Statistical approaches arrived in the 2010s. Kite, founded by Adam Smith in 2014, used cloud-trained models to suggest Python completions inside editors. It briefly ran a free copilot product before shutting down in 2022, with Smith publishing a post-mortem that described the difficulty of building a viable business around inline suggestions before transformer models existed [13]. Tabnine, founded as Codota in 2013 by Dror Weiss and Eran Yahav, used statistical and neural models to provide multi-language autocomplete and is one of the few pre-Copilot vendors that survived the transition.
Neural language models for code became prominent with OpenAI's Codex paper in July 2021, which described a fine-tuning of GPT-3 on public GitHub code and introduced the HumanEval benchmark of 164 hand-written Python problems [14]. The model behind Codex powered the first version of Copilot, which Microsoft and GitHub launched as a private preview on 29 June 2021 [15]. General availability followed on 21 June 2022 at $10 per month for individuals, with free access for verified students and maintainers of popular open-source projects [16].

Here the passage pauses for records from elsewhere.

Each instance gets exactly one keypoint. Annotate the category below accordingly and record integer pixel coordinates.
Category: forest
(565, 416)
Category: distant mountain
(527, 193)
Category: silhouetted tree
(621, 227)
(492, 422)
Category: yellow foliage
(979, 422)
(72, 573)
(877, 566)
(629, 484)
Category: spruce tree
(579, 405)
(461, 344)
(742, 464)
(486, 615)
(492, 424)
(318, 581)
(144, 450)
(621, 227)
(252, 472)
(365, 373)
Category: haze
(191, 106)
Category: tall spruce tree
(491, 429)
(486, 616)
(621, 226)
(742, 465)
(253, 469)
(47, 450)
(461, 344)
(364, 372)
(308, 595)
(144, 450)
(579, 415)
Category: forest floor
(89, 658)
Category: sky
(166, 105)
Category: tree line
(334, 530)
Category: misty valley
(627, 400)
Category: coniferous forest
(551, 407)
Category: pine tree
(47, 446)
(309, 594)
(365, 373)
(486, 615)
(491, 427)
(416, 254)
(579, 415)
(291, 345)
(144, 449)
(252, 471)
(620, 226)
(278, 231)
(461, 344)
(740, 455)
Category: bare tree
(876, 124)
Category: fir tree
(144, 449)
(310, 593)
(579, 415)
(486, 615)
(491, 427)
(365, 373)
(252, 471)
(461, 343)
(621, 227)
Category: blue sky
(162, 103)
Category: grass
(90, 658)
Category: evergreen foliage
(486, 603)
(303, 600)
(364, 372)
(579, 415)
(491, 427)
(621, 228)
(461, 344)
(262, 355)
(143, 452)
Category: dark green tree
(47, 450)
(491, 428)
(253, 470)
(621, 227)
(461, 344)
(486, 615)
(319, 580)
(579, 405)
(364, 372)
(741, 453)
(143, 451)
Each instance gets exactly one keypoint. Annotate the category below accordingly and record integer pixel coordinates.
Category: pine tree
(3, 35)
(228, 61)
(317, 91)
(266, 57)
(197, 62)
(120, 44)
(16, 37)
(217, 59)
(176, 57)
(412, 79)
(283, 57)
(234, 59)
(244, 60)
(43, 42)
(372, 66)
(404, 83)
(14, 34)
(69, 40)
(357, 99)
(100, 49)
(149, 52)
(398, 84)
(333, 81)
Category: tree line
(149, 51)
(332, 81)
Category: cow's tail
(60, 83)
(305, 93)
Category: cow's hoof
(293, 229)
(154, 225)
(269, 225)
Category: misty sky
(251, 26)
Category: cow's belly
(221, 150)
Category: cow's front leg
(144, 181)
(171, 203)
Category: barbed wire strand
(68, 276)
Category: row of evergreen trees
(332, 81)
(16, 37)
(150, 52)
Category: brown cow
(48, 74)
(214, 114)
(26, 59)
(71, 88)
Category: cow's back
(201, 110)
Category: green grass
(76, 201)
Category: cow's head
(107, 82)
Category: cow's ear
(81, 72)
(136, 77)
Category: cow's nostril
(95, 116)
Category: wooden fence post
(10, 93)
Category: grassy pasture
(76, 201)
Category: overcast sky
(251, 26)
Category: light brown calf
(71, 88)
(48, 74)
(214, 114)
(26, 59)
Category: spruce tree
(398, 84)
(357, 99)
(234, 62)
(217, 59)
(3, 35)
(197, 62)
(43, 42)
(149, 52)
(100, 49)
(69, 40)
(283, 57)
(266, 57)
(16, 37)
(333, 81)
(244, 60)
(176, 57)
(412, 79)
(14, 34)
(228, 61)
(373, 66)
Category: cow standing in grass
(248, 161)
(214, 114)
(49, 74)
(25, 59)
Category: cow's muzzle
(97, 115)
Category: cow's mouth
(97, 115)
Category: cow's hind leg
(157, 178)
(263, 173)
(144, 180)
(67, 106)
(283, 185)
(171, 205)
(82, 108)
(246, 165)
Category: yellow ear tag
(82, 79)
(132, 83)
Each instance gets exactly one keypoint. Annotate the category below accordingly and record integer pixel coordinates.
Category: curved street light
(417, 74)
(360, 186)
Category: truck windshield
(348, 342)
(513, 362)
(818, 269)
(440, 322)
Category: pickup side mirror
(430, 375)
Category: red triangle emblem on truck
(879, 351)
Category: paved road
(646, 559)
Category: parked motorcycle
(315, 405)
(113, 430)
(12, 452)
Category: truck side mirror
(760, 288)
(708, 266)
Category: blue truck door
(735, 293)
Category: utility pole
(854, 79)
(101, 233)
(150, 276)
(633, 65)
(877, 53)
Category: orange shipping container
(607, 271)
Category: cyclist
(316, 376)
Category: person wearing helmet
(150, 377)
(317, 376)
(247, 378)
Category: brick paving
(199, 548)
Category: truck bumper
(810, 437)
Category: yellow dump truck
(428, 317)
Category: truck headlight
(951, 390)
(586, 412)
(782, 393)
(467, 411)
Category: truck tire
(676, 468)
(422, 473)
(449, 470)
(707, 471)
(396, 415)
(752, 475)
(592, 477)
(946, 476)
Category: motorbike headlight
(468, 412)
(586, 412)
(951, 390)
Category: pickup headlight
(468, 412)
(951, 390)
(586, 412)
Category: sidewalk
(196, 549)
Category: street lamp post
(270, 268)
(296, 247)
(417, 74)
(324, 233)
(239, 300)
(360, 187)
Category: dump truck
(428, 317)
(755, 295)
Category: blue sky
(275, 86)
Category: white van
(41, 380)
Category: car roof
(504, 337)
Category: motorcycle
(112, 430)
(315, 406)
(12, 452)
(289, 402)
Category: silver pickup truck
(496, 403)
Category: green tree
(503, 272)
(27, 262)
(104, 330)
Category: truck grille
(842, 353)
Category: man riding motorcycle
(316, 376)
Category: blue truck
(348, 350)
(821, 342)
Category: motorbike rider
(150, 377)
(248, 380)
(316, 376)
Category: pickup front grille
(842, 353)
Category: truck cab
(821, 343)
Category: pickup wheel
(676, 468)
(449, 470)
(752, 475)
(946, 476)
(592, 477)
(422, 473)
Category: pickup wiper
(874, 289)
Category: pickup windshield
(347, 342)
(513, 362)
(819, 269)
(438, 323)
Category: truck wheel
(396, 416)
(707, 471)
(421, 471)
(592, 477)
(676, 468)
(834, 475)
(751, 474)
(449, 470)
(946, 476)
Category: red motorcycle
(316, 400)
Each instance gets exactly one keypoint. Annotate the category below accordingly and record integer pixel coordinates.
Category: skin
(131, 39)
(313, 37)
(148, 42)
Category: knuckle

GitHub Copilot is the product that turned AI autocomplete into a mainstream developer tool. Microsoft and GitHub leadership cited it heavily on earnings calls, and CEO Satya Nadella reported that paid Copilot users for individuals and the GitHub Copilot business plan had exceeded 1.3 million on the company's fiscal year 2024 fourth quarter earnings call in July 2024, growing more than 180% year over year [17]. Copilot Chat reached general availability for business users in December 2023 after a public beta announced at GitHub Universe in November of that year [5]. Copilot Workspace, a task-oriented interface that lets the model plan, propose code edits, and run tests against a repository, was announced at GitHub Universe in April 2024 [6]. Copilot agent mode, which lets the model run shell commands and iterate on a task without per-step approval, shipped in 2025 [7].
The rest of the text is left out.